Fic
Historias de Albert y Candy
Presenta
Sueños de luna
Por Mayra Exitosa
Reto OctoBert
Junio 2024.
LUNA LLENA
La estancia de Candy junto a William fue sorprendente para él, pues llegó a justificar lo que George le había contado de los tres jóvenes, la forma de ser tan diferente de los Legan padres con su hija, incluso con su hermano, Candy Elizabeth tenía las formas de una dama, sus cuidados al igual que su comportamiento, sin embargo, esas consideraciones con todo el mundo, con él que lo creía su rescatador y un buen samaritano que ayudaba en el bosque, sin dudar siquiera que hacía él ahí, su manera de reír y de contar las cosas que le sucedían y ver en una simple ardilla, las maravillas de su vida comparada con la suya.
- Si señor Albert, esa ardilla debe ser más feliz viviendo en el árbol a pesar de tener que enfrentar a serafina, cuando descubrí que mis pañuelos de seda y algunos de mis listones estaban en el hueco del árbol, sentí envidia, su hogar tan pequeño y entre todas las avellanas que ocultaba, mi pañuelo cubriéndolas y ella feliz por recoger cada listón y cada regalo que fue dejando la gatita de mi madre. - Entonces señorita Candy, me asegura que serafina es la proveedora del alto estatus de la ardilla, - tenga por seguro que no serán amigas nunca, pero la beneficiaria está muy agradecida por el cambio de hojas a pañuelos. Las risas brotaron al imaginar cubriéndose con un pañuelo como si fuera una manta, regalada accidentalmente por la gatita a la ardilla. - ¿le gusta la naturaleza, señorita Candy? - Si, creo que demasiado, más que leer un libro, recibir clases de piano que un hoy en día no paso de una corta melodía, afinar mi voz para cantar, es un tormento para mi madre, y si no fuera por mi hermano y mis primos, créame, señor, que estaría desacreditada como la dama que tanto espera mi madre que llegue a ser. - Alguna habilidad desarrollara, señorita Candy, le aseguro que su imaginación es una virtud que poco había visto y su gentileza en su modo de hablar, hace años que no la había escuchado. - ¿lo cree usted así? Es un honor recibir un alago de esa magnitud, el único que aprecia mis cualidades es mi hermano Niel. Me orienta y me guía para que no me equivoque. - ¿ah sí? ¿Cómo lo hace?

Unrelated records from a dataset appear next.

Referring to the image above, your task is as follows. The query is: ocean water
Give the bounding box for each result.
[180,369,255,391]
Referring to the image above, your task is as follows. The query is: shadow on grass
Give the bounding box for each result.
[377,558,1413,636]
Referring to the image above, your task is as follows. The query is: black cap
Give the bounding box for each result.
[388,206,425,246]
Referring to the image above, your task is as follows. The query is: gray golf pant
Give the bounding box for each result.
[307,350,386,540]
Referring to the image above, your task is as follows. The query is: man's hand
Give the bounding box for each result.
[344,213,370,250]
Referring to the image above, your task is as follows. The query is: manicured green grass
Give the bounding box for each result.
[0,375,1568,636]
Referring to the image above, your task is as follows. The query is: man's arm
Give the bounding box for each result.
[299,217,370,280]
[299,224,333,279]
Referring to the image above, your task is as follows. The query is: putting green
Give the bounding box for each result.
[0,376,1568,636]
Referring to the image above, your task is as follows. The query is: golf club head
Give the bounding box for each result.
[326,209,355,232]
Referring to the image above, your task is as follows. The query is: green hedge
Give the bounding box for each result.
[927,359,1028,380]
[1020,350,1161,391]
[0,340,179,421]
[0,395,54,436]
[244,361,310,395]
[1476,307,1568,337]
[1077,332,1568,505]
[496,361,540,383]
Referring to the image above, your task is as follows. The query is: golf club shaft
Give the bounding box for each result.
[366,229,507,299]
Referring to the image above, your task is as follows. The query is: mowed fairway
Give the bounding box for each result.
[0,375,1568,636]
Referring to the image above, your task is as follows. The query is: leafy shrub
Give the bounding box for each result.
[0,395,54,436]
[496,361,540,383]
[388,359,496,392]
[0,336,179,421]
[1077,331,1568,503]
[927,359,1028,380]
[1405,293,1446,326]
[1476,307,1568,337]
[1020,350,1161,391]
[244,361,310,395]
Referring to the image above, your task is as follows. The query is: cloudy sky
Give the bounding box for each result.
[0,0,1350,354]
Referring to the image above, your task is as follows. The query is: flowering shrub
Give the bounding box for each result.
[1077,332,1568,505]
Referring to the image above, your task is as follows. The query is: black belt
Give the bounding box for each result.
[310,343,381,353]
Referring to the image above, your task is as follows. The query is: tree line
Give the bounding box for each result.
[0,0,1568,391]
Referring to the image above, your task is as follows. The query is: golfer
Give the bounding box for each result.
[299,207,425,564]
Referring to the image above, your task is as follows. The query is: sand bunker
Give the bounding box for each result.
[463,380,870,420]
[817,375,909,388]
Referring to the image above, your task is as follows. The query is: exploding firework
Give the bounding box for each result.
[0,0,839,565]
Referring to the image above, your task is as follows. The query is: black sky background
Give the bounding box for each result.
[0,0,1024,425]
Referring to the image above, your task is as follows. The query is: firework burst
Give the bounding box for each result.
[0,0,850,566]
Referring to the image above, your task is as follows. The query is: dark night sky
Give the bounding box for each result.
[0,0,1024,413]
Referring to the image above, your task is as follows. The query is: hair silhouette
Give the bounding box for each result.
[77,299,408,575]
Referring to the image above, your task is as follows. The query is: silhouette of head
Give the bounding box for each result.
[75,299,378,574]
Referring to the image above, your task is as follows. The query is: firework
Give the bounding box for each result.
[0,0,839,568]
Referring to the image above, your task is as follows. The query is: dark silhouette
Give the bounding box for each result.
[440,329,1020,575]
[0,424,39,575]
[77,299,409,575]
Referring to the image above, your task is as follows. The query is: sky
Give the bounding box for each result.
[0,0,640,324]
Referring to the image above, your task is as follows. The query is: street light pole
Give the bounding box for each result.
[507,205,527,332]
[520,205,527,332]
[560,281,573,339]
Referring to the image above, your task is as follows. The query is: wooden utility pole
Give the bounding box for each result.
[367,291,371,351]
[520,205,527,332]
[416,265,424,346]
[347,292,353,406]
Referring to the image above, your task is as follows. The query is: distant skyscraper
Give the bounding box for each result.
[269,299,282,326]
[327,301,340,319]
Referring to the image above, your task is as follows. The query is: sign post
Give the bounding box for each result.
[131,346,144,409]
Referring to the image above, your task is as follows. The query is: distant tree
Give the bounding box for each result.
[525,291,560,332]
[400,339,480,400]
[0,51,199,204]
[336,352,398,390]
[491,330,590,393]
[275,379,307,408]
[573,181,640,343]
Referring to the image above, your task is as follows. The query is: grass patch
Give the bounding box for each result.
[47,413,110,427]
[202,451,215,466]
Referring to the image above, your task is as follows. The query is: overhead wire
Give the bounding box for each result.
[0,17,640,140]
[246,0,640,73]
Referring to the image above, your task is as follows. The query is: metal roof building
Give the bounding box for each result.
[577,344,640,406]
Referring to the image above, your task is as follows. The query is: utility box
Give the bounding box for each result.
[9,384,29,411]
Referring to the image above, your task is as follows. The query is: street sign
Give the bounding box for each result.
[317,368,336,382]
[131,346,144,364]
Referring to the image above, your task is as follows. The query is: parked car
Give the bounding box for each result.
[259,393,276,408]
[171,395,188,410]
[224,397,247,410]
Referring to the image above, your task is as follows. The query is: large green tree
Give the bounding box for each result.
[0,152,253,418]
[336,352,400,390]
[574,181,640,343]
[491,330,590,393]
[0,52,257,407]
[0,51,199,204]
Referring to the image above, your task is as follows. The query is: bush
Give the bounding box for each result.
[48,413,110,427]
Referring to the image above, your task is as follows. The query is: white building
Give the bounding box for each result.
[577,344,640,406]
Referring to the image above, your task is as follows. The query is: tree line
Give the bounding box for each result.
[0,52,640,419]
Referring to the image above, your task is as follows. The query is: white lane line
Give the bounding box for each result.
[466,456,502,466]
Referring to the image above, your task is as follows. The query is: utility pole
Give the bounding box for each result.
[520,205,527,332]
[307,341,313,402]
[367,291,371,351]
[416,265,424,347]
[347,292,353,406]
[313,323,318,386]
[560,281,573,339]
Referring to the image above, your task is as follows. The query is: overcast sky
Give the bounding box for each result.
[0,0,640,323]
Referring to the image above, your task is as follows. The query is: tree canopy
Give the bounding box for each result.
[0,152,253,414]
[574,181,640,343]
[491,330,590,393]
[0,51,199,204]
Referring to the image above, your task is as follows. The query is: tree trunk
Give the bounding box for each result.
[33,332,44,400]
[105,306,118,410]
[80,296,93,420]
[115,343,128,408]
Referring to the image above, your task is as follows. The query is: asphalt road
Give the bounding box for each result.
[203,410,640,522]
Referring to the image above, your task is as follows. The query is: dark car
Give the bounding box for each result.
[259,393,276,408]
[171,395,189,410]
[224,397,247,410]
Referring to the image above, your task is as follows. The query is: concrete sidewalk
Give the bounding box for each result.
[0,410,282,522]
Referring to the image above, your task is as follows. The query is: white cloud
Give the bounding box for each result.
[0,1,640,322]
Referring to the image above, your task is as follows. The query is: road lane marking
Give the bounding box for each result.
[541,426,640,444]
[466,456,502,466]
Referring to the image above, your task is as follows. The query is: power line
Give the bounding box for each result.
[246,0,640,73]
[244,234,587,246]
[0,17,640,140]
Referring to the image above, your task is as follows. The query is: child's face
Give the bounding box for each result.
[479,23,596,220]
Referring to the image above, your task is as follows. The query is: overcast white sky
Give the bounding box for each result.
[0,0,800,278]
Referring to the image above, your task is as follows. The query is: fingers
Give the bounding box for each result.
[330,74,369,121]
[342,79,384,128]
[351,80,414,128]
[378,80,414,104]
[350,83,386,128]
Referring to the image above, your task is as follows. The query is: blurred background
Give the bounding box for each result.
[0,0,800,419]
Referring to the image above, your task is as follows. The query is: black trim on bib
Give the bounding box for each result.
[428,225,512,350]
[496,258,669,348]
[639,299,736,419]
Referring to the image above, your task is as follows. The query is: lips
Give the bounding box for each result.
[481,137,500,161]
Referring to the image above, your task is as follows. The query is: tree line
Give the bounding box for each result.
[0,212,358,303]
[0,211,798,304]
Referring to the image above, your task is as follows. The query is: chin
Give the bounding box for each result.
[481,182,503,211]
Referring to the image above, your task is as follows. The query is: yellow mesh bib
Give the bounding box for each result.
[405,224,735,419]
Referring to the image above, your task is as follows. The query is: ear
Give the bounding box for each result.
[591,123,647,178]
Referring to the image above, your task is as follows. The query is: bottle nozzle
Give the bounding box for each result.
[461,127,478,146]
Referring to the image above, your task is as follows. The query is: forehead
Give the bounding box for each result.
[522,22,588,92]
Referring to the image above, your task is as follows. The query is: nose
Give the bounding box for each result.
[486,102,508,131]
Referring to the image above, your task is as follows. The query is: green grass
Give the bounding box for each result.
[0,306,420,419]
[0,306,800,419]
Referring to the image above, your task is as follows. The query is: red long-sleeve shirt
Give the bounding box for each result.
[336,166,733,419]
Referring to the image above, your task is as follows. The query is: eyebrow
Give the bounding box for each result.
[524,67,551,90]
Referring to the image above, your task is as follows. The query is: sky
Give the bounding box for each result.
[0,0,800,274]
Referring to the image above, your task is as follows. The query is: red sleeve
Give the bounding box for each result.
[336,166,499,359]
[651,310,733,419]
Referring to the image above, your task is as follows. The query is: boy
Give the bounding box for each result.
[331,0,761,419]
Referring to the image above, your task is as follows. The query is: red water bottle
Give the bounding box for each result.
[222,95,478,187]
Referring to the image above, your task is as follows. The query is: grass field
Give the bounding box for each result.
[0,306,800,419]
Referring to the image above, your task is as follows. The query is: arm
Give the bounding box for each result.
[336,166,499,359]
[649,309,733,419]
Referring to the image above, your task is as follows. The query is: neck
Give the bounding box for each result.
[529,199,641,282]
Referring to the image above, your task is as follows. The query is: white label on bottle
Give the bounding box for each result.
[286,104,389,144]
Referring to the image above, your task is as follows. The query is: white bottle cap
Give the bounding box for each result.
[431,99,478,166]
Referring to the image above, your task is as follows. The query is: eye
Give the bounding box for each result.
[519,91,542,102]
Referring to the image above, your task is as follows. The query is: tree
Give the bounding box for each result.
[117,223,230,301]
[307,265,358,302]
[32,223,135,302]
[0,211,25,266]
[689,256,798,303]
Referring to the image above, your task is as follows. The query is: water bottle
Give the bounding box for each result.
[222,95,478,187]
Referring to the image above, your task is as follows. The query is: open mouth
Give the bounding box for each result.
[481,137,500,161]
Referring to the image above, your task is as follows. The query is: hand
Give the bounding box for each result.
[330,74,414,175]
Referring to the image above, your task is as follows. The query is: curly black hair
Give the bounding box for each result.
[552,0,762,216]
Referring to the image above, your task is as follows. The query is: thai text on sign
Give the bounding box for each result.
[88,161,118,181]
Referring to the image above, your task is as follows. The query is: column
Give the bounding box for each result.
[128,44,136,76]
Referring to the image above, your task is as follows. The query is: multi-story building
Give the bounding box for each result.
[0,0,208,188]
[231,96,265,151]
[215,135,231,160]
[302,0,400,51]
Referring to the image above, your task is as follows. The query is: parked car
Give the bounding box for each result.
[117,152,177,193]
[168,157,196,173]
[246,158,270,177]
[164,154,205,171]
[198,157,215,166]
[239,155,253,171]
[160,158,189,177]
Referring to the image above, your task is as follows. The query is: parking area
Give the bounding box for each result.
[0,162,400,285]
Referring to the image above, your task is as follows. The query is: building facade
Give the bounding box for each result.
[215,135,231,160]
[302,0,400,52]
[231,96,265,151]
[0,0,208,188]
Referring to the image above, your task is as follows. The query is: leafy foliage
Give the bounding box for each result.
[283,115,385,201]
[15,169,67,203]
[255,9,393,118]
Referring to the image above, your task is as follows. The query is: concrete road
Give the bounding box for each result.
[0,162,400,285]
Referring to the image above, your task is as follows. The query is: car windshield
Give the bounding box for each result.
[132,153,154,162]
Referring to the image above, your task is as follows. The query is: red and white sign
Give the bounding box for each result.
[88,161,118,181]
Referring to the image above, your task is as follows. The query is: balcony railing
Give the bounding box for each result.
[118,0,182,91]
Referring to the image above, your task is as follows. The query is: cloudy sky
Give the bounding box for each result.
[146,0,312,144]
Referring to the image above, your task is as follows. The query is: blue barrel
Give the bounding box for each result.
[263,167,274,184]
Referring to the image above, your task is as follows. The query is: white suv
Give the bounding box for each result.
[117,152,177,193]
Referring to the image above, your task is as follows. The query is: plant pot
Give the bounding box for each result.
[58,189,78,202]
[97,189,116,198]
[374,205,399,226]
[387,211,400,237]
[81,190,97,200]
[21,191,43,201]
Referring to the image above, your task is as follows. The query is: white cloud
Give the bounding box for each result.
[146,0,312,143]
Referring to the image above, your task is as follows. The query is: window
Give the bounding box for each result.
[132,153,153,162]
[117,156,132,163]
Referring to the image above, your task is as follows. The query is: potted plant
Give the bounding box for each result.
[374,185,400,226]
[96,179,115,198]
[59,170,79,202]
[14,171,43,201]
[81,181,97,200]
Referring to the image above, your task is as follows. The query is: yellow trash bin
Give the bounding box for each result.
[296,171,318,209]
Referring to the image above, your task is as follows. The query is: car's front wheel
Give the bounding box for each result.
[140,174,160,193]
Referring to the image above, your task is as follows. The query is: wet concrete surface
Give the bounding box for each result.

- Mis primos se han declarado enamorados, desean que manifieste mis sentimientos por alguno de ellos. Mi hermano sin que se lo comentara me dijo que, si un día me decidía a aceptar las atenciones de uno de ellos, los otros dos sufrirían, al imaginar eso, no puedo menos que agradecer a Niel, porque de cada uno de mis primos he recibido tanto aprecio, que jamás quisiera perder a ninguno de los tres. - ¿se casará con los tres, señorita Candy? - No, aunque tengo cierto cariño por Anthony, jamás elegiré a ninguno. - ¿Anthony? - Si, me gusta su mirada y su cabello rubio, sin embargo, dentro de la mansión hay una pintura de otro joven parecido a él, cuando le asegure que él me gustaba, se molestó tanto que dejo de hablarme por dos semanas. No me arrepiento de haber escogido a alguien que ni siquiera conozco, más ellos creen que sí. - ¿y quién es ese joven? - la tía abuela dijo que era William, pero después se arrepintió y me dijo que no lo mencionara con nadie, así que no sé quién es y nunca lo he visto, pero me salvó de tener que elegir y manifestar mis sentimientos. - Interesante, ha preferido usted a un desconocido. - más bien he escogido a alguien que no está aquí para que se dé cuenta que de las cualidades de una dama, solo se hacer las de un caballero. - ¿Cómo es eso? - Montar, lazar, Esgrima, incluso manejar un auto con Stear, cocer un pastel y curar a los caballos. - ¿todo eso sabe hacer? - No, pero es más fácil hacer eso, que bailar sin pisar a nadie.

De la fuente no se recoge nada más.